ГЛАВА 26. ОТ АНАЛИЗА К ВОСПРИЯТИЮ - НОВОЕ МИРОВОЗЗРЕНИЕ

 

Примерно в 1680 году французский физик Дени Папин, работавший в то время в Германии, изобрел паровой двигатель. Неизвестно, была ли построена действующая модель, но есть свидетельства, что Дени Папин разработал конструкцию такого двигателя и, фактически, собрал первый в мире предохранительный клапан. В 1712 году Томас Ньюкамин впервые использовал паровой двигатель на одной из угольных шахт в Англии. Это позволило поставить добычу угля на промышленную основу: до того времени подземные воды постоянно затапливали рудники.

С появлением парового двигателя Томаса Ньюкамина началась "эпоха пара" в промышленности. И в течение следующих 250 лет технологии носили "механический" характер. Уголь быстро стал основным источником энергии, но ученые не прекращали поиски альтернативных энергоносителей. В конце концов, люди научились использовать энергию Солнца. В 1945 году расщепление атомного ядра, а спустя несколько лет — термоядерный синтез, по сути, воспроизвели процессы, происходящие на Солнце... и, таким образом, был исчерпан потенциал достижимого в механике. В 1945 году подошла к концу эпоха великих открытий, которые основывались на механической модели Вселенной. Но всего через год, т.е. в 1946 году, была создана первая в мире электронно-вычислительная машина, ENIAC. Появление первого компьютера знаменует собой начало эпохи информационных открытий. А информация лежит в основе скорее биологических, а не механических процессов.

Трудно назвать событие, которое оказало бы столь сильное влияние на цивилизацию, как изменение базового принципа организации работы. Вплоть до IX столетия нашей эры Китай намного опережал страны Запада по уровню технологического развития, а также по уровню развития науки, культуры и цивилизации в целом. Но затем европейцы — точнее, монахи-бенедиктинцы из северной Европы — открыли новый источник энергии. До тех пор главным, если не единственным, источником энергии был человек. Кто, как не жена крестьянина, тащил за собой плуг? Затем на смену человеку пришла лошадь — мускульная сила животного заменила мускульную силу человека. А монахи-бенедиктинцы придумали первую в мире машину, использовав в качестве "составляющих" водяное колесо и ветряную мельницу. В течение 200 лет после этого открытия Европа перехватила технологическое лидерство у Китая. Через 700 лет паровой двигатель Папина дал начало новой технологии, а вместе с нею — и новому технократическому мировоззрению.

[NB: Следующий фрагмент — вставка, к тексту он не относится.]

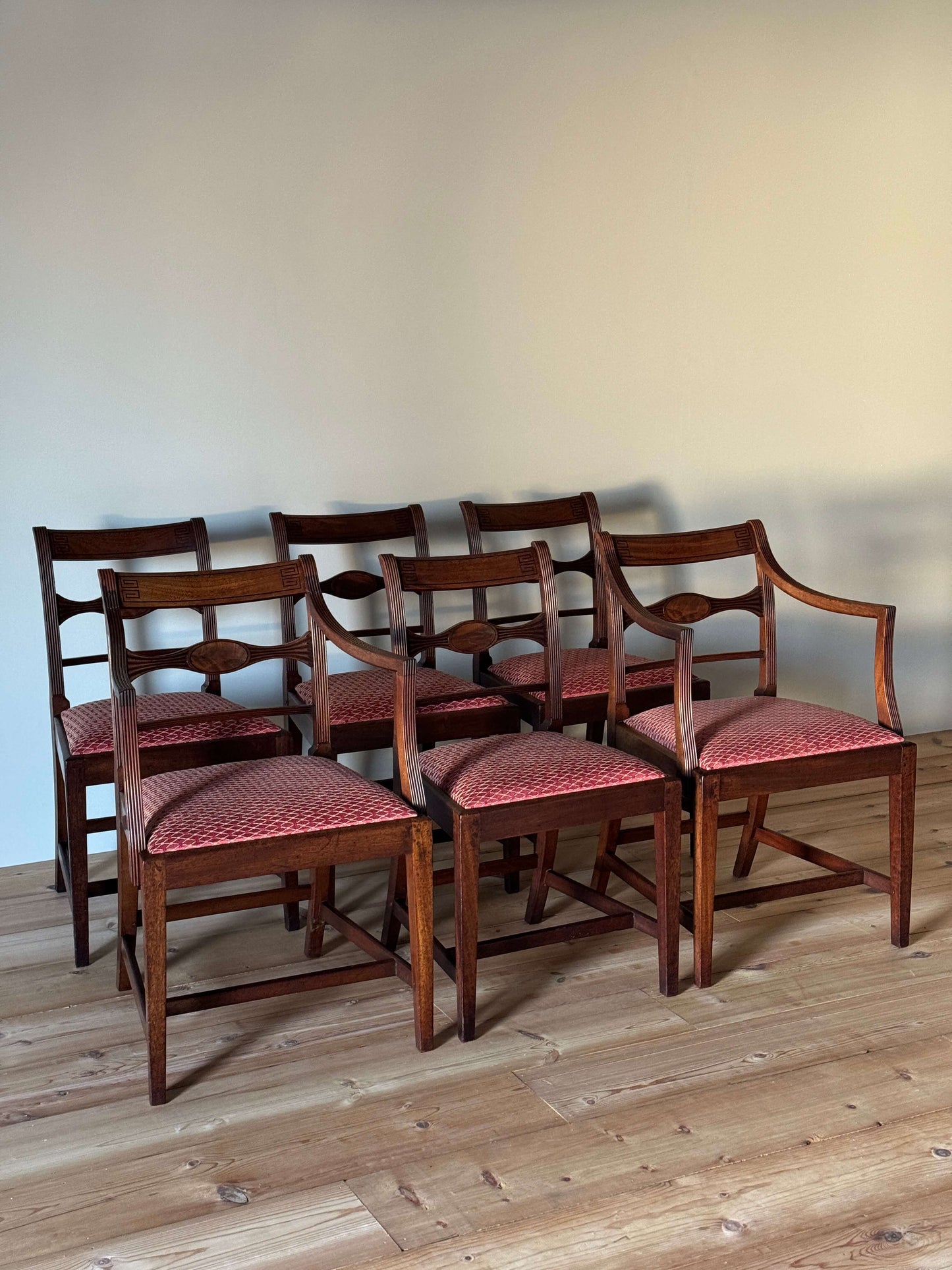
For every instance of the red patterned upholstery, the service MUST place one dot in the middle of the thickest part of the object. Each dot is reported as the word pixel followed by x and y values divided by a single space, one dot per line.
pixel 519 766
pixel 264 798
pixel 742 730
pixel 366 696
pixel 584 672
pixel 89 727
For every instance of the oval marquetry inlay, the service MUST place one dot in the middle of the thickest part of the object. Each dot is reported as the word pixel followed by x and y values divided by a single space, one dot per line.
pixel 687 608
pixel 471 637
pixel 352 585
pixel 217 657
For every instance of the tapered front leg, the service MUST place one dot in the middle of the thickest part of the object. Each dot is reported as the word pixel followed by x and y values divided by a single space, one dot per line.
pixel 419 912
pixel 397 894
pixel 708 797
pixel 127 919
pixel 757 811
pixel 63 837
pixel 901 826
pixel 155 954
pixel 466 886
pixel 668 888
pixel 79 860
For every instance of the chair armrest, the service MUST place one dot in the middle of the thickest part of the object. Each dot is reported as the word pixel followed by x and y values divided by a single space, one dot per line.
pixel 883 616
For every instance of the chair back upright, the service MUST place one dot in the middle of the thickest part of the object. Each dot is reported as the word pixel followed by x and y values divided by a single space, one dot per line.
pixel 342 530
pixel 101 545
pixel 532 517
pixel 476 635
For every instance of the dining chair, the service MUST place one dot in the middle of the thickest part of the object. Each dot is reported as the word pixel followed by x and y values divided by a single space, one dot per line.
pixel 584 670
pixel 242 819
pixel 83 736
pixel 758 746
pixel 528 784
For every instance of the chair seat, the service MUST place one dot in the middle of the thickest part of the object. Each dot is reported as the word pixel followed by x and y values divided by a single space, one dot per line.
pixel 584 672
pixel 89 727
pixel 738 732
pixel 493 771
pixel 367 696
pixel 263 798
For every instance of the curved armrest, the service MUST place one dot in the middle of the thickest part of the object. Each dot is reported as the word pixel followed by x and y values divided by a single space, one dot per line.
pixel 342 638
pixel 806 594
pixel 883 616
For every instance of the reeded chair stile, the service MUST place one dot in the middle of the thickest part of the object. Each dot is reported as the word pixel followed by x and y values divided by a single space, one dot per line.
pixel 242 819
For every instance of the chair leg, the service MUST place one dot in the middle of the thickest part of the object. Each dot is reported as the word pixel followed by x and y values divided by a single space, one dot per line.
pixel 419 912
pixel 79 861
pixel 63 841
pixel 607 846
pixel 901 824
pixel 513 880
pixel 397 893
pixel 155 953
pixel 466 886
pixel 293 911
pixel 668 889
pixel 757 811
pixel 538 890
pixel 127 920
pixel 320 890
pixel 708 798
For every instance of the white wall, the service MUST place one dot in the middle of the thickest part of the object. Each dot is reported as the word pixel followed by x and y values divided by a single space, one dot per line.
pixel 328 254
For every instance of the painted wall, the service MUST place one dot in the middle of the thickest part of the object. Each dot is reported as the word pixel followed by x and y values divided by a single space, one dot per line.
pixel 330 254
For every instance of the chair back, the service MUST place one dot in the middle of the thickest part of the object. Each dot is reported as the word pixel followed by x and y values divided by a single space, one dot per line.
pixel 478 635
pixel 140 542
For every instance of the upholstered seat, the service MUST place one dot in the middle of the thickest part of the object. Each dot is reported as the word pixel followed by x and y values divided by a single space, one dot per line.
pixel 491 771
pixel 266 798
pixel 738 732
pixel 89 727
pixel 584 672
pixel 366 696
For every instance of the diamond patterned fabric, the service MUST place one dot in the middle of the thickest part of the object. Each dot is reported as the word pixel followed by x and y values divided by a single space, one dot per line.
pixel 366 696
pixel 89 727
pixel 490 771
pixel 263 798
pixel 741 730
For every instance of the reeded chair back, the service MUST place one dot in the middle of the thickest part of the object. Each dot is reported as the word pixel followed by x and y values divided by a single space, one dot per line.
pixel 82 734
pixel 361 700
pixel 282 815
pixel 754 747
pixel 584 670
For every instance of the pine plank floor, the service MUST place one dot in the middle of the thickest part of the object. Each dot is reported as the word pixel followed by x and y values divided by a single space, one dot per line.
pixel 798 1114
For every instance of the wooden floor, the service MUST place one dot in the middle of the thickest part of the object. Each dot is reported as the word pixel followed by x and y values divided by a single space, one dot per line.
pixel 798 1114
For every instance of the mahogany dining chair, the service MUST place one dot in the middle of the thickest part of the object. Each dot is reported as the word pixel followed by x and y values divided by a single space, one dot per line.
pixel 528 784
pixel 752 747
pixel 83 737
pixel 275 815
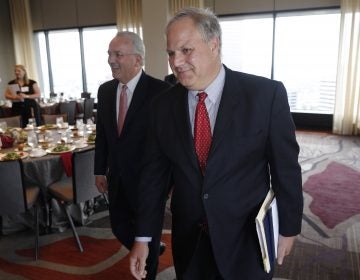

В 1946 году с появлением ЭВМ, организующим принципом производства стала информация. "Информационный бум" ознаменовал переход к новой цивилизации.

 

Социальное воздействие информации

В наши дни довольно много (возможно, слишком много) говорят и пишут о воздействии информационных технологий на материальную цивилизацию, на товары, услуги и коммерческие предприятия. Но не менее важно их социальное воздействие. Возьмем, например, самый очевидный результат применения информационных технологий: каждое новое открытие в этой сфере инициирует всплеск предпринимательства. По сути, расцвет экономической активности, который начался в Соединенных Штатах Америки в конце 1970-х годов и который в течение десяти лет распространился на все некоммунистические развитые страны мира, был четвертым по счету со времен Дени Папина. Первая "предпринимательская горячка" продолжалась с середины XVII столетия до начала XVIII; она была инициирована так называемой "торговой революцией", т.е. небывалым расширением торговли, последовавшим за появлением первого в мире океанского грузового судна, которое могло перевозить тяжелые грузы на огромные расстояния. Второй предпринимательский бум начался в середине XVIII столетия и продолжался до середины XIX — сегодня этот период принято называть "промышленной революцией". Затем, примерно в 1870 году, начался третий этап бурного роста количества коммерческих предприятий. На этот раз он был инициирован появлением новых отраслей, которые не просто применяли новые виды энергии, но фактически приступили к производству невиданных ранее продуктов: электричества, телефонов, электронной техники, стали, химических материалов и фармацевтических препаратов, автомобилей и самолетов.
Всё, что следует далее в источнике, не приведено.